“I have thought it necessary to send to you Epaphroditus my brother and fellow worker and fellow soldier, and your messenger and minister to my need, 26 for he has been longing for you all and has been distressed because you heard that he was ill. 27 Indeed he was ill, near to death. But God had mercy on him, and not only on him but on me also, lest I should have sorrow upon sorrow. 28 I am the more eager to send him, therefore, that you may rejoice at seeing him again, and that I may be less anxious. 29 So receive him in the Lord with all joy, and honor such men, 30 for he nearly died for the work of Christ, risking his life to complete what was lacking in your service to me.” (Philippians 2:25–30 ESV)
A preaching friend of mine told me a story that happened to him a few days ago. A mutual friend baptized a woman “who was just released from the hospital with the covid-19. Then he and others went into ‘unsafe’ homes to teach and help people.”
When he related that story to the local congregation, one of the members said: “What a foolish thing to do.” My friend wrote, “I was speechless . . . for a minute, then I had some things to say to that person.” I didn’t ask him what he said, but I can imagine.
Would that happen where you worship? If your minister or elder or any of the members where you worship were given an opportunity to teach the gospel to a person who was infected with a virus – whatever the virus – would you say that was foolish?
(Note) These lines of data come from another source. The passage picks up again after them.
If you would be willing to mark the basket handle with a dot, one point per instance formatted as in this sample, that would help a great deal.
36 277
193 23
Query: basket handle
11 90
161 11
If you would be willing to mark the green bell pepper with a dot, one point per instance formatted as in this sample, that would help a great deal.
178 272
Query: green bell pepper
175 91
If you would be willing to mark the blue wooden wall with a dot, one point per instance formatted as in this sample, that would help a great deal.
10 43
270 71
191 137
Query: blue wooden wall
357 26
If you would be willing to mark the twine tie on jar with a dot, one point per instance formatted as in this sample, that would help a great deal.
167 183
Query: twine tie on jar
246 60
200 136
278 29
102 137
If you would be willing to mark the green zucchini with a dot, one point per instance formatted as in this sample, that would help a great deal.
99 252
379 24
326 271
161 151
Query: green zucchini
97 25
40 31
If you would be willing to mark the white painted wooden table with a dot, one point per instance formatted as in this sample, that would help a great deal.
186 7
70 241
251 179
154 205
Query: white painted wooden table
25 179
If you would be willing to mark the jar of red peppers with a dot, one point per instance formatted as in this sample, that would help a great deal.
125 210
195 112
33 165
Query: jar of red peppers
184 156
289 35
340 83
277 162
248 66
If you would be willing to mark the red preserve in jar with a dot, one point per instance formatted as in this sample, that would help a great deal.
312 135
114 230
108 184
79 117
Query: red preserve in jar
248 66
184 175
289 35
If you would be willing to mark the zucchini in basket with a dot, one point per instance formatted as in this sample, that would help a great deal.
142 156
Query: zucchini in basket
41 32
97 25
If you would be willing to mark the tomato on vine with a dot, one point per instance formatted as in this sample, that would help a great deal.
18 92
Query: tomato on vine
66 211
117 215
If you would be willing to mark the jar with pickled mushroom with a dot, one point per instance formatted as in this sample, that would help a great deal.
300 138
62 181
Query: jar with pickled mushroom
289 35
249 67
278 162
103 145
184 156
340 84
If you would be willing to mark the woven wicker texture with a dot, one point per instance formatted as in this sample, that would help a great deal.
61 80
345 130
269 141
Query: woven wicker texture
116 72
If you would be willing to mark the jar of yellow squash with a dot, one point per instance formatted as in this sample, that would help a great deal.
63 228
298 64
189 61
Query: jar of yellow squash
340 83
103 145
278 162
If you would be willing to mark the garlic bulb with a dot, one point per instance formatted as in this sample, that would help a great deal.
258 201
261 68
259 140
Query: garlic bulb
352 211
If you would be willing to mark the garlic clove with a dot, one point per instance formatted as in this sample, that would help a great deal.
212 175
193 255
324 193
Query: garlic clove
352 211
Some might say they need to quarantine themselves for 7-14 days before they could come back and assemble with the saints. Given current circumstances that would be a reasonable request, but what if the teaching was critical for that person, that is, that lost soul was very close to obeying the gospel and needed a bit more teaching and encouraging to become a Christian and that might take a few more classes; what then? The preacher/elder/member could be gone from the assembly for several weeks, maybe months, maybe contract the virus, maybe a part of that small percentage that would be hospitalized, maybe a part of that even smaller fractional percentage that would die. Would that be foolish?
A leader might say we need to send someone else to teach who is less crucial to our congregation. Really? Are there any members who are indispensable to a congregation? Of course we want to be responsible but reread the story of Epaphroditus in Philippians 2:25-30, he nearly died for the work of Christ. Paul wrote about this while he himself was in prison and had just told the Philippians to work out their own salvation in his absence (2:12). Did Paul understand he and his co-workers were helpful for the Philippians? Yes. Indispensable? No.
The point here is that times like these (whatever your opinion is about them) are an unsettling reminder that the Christian life and the gospel message is not to be “put on hold” while things are inconvenient. Think carefully on this for a moment, can you imagine in your mind any possible earthly circumstance that would make the teaching of the gospel foolish or inconvenient? Now wait . . . before you answer that question, remember you may very well have to repeat that answer and reasoning to the Lord Himself one day.
Could you face the Lord at Judgment and tell Him that teaching the story of His crucifixion and resurrection – the very means of eternal salvation for all men – was a foolish thing to do at certain times in your life?
An older evangelist once traveled to an area of the world that had a high rate of deadly diseases; someone said to him: “Do you think that is being responsible?” His response was: “Can you think of a better way to die?”
Dear sweet brethren, we are being tested.